Orang yang bikin ini pasti berkarya, bukan hanya bekerja (@ Brunetti)

 
Merah, kuning, hijau di Victoria Market
#MBWT MELBOURNE

       Sabtu, 16 Agustus 2014. Can’t think of a better venue than this. Letaknya persis di tengah kota, tepat di seberang Victoria State Library. Kapasitasnya pas, akustik dan pencahayaannya bagus. Lebih dari 600 orang Indonesia di Melbourne datang dan terpingkal-pingkal nonton Pandji dan Krisna. Di momen perayaan kemerdekaan RI, Pandji sukses bikin orang terharu dan terhibur pada saat yang sama. Waktu aku merantau dulu, paling gak tahan denger lagu “Tanah Airku”, pasti langsung mewek. Dan lagu ini jadi pemantik mood di awal acara. Hampir seluruh bit Mesakke Bangsaku keluar, ditambah dengan satu bit baru yang berjudul “Cebok”, spesial untuk World Tour.
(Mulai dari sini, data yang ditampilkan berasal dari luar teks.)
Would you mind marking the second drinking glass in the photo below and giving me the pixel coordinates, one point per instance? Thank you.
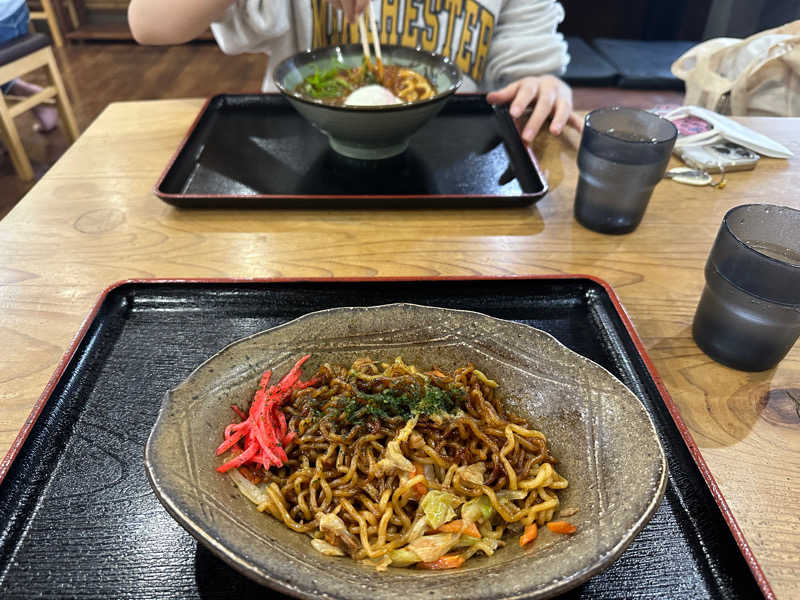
(624, 153)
Kalau kata orang bit itu lahir dari kegelisahan, aku tahu banget kalau bit ini sungguh lahir dari concern Pandji yang mendalam mengenai semprotan toilet di luar negeri. :D 

Kita habisi Melbourne malam ini!

       Pas bubaran, aku ketemu dengan beberapa teman yang tinggal di Melbourne (inilah salah satu alasan kenapa aku bersyukur bisa dapet ke Melbourne). Ada yang bilang “rahang gue sakit”, “bekas jahitan bengkak”, ada yang ga bisa bilang apa-apa lagi selain “keren, keren, dan keren”, dan ada juga yang gak bisa berhenti nyanyi “Cabe-cabean” yang dipopulerkan oleh Krisna Harefa. HAHAHA. Serius deh, Kris, gak ada yang tahu lagu ini sebelumnya. 

Teman SMA yang sudah 8 tahun gak ketemu :')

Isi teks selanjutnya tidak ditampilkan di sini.